Eine mitgliederstarke Organisation

Der Genossenschaftsverband Bayern e.V. (GVB) vertritt seit mehr als 125 Jahren die Interessen bayerischer Genossenschaften. Zu seinen 1.212 Mitgliedern zählen 227 Volksbanken und Raiffeisenbanken sowie 985 Unternehmen aus Branchen wie Landwirtschaft, Energie, Handel, Handwerk und Dienstleistungen. Sie bilden mit rund 50.000 Beschäftigten und 2,9 Millionen Anteilseignern eine der größten mittelständischen Wirtschaftsorganisationen im Freistaat. (Stand: 31. Dezember 2019)

Da machten jedoch die Mitglieder nicht mit. „Sie wollten ihr Studio behalten. So beschlossen sie, es als Genossenschaft weiterzuführen und mich als freien Trainer anzustellen. Das nehme ich als Riesenkompliment an meine Arbeit“, sagt Ernst. „Das kann man so sagen“, meint auch Markus Kunzendorf. Er steht zusammen mit Udo Schwarz der Genossenschaft vor. Gemeinsam mit Silke Gottschalk, Petra Kastenmeier, Barbara Holder, Nici Gutmann, Tanya Schwarz und Trainer Benedikt Ernst gründeten Schwarz und Kunzendorf im Oktober 2019 die Workout-Box Weilheim eG. Der Genossenschaftsverband Bayern (GVB) unterstützte die Fitnesssportler bei der Gründung und nahm die Workout-Box eG als Mitglied auf. Nachdem auch der Eintrag beim Registergericht erledigt war, konnte das Team im Februar 2020 loslegen.

Aus dem „Body & Event“ wurde die Workout-Box, zudem zog das Studio an der gleichen Adresse im Weilheimer Gewerbegebiet Holzhofring in größere und besser geeignete Räume.
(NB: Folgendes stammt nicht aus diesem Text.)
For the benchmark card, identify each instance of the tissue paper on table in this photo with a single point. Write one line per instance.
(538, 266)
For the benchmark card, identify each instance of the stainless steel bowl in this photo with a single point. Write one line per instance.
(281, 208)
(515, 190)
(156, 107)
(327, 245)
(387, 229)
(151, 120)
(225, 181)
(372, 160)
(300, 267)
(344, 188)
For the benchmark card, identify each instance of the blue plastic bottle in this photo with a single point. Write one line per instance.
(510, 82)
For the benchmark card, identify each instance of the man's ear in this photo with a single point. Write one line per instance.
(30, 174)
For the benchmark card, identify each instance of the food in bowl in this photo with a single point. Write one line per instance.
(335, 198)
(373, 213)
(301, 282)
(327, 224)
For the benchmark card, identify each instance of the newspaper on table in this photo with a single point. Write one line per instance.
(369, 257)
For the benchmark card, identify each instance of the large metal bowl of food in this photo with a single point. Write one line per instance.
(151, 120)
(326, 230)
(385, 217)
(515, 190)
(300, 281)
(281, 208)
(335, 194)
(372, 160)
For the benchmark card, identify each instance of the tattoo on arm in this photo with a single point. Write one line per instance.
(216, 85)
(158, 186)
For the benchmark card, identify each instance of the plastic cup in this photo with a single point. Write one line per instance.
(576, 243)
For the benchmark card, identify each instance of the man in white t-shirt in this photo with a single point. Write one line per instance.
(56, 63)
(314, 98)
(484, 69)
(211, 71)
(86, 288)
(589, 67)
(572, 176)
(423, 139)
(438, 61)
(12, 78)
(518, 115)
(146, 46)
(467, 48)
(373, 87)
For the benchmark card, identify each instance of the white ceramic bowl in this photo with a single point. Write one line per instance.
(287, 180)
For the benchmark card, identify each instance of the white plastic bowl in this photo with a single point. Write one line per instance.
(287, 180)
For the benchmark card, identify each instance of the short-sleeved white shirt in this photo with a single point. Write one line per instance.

Unter anderem gibt es nun eine Galerie in der Workout-Box. Zusammen bauten die Gründungsmitglieder das neue Domizil um, malerten die Räume und richteten die Umkleidekabinen ein. „Das war ein richtiges Gemeinschaftsprojekt, in dem unser Herzblut steckt. Das merkt man auch“, sagt Kunzendorf.

Das Konzept des genossenschaftlichen Fitness-Studios geht dabei über das rein Sportliche hinaus: „Wir betreiben die Workout-Box-Weilheim ökologisch nachhaltig. Bei uns gibt es Bio-Nahrung und Bio-Getränke aus regionaler Herkunft und unseren Strom beziehen wir aus erneuerbaren Energien“, berichtet Kunzendorf. Sogar die Nahrungsergänzungsmittel sowie die Putzmittel sind bio, soweit das möglich ist. Die gesamte Ausstattung wurde gebraucht gekauft. So wird der ökologische Fußabdruck des Studios minimiert. „Das ist ein Alleinstellungsmerkmal, das gut ankommt, auch wenn die Möglichkeiten bei einem Fitness-Studio natürlich begrenzt sind“, sagt Kunzendorf.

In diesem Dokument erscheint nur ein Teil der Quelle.